A particular blogging friend (who shall remain nameless, at least until she consents to being quoted) sent an email with this remark: “I was telling [my 16-year old son] about Mel not liking the word ‘f*ck’ and he said, ‘Oh, she’s one of thoooose’ (hehehehe) then he went on to say, ‘”F*ck” is an enhancer, it’s like adding mustard to a hot dog.’ Well, there ya go.”
And that sort of sums up my point. Would you put mustard on everything? Say you’re at a fancy dinner party eating lobster and asparagus quiche . . . do you douse it with mustard? Say you’re eating cookies with your three-year-old. Do you frost them with mustard?
Mustard on spaghetti?
Mustard on eggs?
Mustard on pudding?
Mustard in orange juice?
Mustard on shrimp-fried rice?
No. You do not.
I like mustard as much as the next girl. Occasionally, that is. I also use a thesaurus full of other condiments. (When my twins were toddlers, once they had ketchup for lunch. Just ketchup.
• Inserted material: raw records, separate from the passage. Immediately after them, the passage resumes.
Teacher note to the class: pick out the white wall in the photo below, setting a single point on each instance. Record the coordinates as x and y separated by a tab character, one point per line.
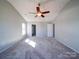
10	24
50	30
41	29
67	25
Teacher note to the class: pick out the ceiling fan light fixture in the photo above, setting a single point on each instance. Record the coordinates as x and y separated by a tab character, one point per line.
39	14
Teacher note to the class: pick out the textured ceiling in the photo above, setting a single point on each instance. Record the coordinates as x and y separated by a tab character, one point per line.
26	6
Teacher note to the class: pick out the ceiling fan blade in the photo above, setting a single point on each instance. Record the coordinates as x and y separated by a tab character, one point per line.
42	16
38	9
45	12
32	13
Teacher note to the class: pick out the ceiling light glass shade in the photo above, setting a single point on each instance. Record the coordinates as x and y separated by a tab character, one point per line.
39	14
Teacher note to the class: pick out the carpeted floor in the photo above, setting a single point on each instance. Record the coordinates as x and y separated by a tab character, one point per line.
39	48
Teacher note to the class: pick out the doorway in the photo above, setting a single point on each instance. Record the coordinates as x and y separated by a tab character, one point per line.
33	30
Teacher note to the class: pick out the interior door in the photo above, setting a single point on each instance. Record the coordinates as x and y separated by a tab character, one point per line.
33	30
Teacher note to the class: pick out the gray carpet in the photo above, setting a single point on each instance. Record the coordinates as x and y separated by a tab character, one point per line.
45	48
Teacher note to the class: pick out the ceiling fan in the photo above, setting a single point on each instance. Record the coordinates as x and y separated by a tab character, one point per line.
39	12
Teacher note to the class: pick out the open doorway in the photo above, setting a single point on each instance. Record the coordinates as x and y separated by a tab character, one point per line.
33	30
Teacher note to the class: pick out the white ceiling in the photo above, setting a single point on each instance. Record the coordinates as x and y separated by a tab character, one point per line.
26	6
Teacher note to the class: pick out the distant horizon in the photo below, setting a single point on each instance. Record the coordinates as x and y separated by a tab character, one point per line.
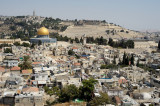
138	15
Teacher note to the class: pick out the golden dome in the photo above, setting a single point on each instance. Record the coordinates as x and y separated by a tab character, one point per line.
43	31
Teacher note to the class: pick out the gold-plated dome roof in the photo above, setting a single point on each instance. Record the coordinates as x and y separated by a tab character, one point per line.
43	31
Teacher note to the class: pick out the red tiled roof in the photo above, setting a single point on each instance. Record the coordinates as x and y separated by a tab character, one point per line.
15	68
71	58
30	89
2	69
34	63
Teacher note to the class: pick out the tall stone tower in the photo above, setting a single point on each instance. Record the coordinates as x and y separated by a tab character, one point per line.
84	39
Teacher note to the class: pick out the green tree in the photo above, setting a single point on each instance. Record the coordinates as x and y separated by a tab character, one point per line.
26	63
39	42
25	44
127	61
86	91
132	60
102	100
137	63
124	58
8	50
159	45
77	40
17	44
114	60
71	52
68	93
52	91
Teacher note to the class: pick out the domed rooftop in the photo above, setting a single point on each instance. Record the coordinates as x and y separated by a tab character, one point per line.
43	31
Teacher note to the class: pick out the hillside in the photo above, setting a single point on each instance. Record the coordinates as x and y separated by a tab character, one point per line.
105	30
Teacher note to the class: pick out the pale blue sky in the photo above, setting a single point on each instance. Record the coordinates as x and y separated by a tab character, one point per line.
131	14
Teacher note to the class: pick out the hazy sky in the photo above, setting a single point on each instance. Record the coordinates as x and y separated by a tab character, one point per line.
131	14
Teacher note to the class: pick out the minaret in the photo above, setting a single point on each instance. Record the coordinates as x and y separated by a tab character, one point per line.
84	39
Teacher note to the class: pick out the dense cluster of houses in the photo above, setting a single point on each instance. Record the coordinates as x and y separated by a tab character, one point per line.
127	86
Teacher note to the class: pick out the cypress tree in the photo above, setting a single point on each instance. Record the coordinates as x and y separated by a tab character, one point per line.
159	45
132	60
124	58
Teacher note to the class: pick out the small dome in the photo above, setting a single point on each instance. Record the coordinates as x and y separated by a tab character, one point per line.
43	31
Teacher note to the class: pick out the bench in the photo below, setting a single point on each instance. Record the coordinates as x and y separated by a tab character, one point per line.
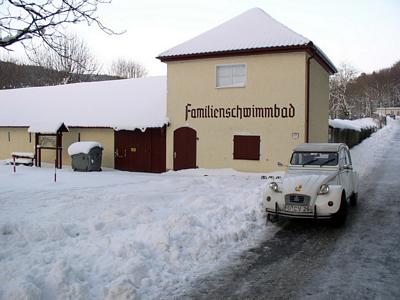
24	158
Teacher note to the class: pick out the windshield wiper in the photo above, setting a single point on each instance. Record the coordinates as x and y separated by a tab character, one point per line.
310	161
328	161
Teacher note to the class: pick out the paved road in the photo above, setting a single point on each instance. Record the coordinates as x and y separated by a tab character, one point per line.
312	260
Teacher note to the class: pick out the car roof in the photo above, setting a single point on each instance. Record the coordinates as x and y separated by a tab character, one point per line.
319	147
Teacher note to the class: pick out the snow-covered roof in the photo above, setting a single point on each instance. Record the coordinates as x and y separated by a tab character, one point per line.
47	127
318	147
251	30
82	147
119	104
357	125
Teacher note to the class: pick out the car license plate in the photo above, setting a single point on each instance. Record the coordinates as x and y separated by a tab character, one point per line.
297	208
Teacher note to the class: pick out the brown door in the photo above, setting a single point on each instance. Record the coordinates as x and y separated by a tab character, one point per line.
140	151
120	150
184	148
133	150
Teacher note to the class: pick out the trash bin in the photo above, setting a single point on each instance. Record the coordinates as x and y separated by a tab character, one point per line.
86	156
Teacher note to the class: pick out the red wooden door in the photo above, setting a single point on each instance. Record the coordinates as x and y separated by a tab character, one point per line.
184	148
120	147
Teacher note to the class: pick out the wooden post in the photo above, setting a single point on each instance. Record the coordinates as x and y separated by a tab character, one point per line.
55	170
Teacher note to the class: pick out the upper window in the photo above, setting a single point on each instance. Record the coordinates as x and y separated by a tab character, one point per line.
231	75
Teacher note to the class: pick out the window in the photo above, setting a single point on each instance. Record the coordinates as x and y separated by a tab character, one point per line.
231	75
246	147
314	158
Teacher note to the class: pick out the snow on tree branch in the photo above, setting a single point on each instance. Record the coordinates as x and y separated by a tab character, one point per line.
22	20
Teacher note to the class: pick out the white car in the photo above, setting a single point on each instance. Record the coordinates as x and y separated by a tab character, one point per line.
319	183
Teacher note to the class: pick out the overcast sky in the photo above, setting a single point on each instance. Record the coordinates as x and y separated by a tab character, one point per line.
364	33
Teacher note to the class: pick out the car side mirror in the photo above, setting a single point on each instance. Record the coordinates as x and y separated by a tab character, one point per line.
279	164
I thought you’d like to know.) Why limit yourself to mustard when there is a whole wide world of sauces, condiments and flavorings?
Please, people, use your condiments wisely. Otherwise, the whole wide world will reek like a hot dog stand and we don’t need that now, do we?



October 19th, 2005 at 2:58 pm
no! we most certainly do not!! not a big fan of the hot dog or much mustard!! point well spoken!!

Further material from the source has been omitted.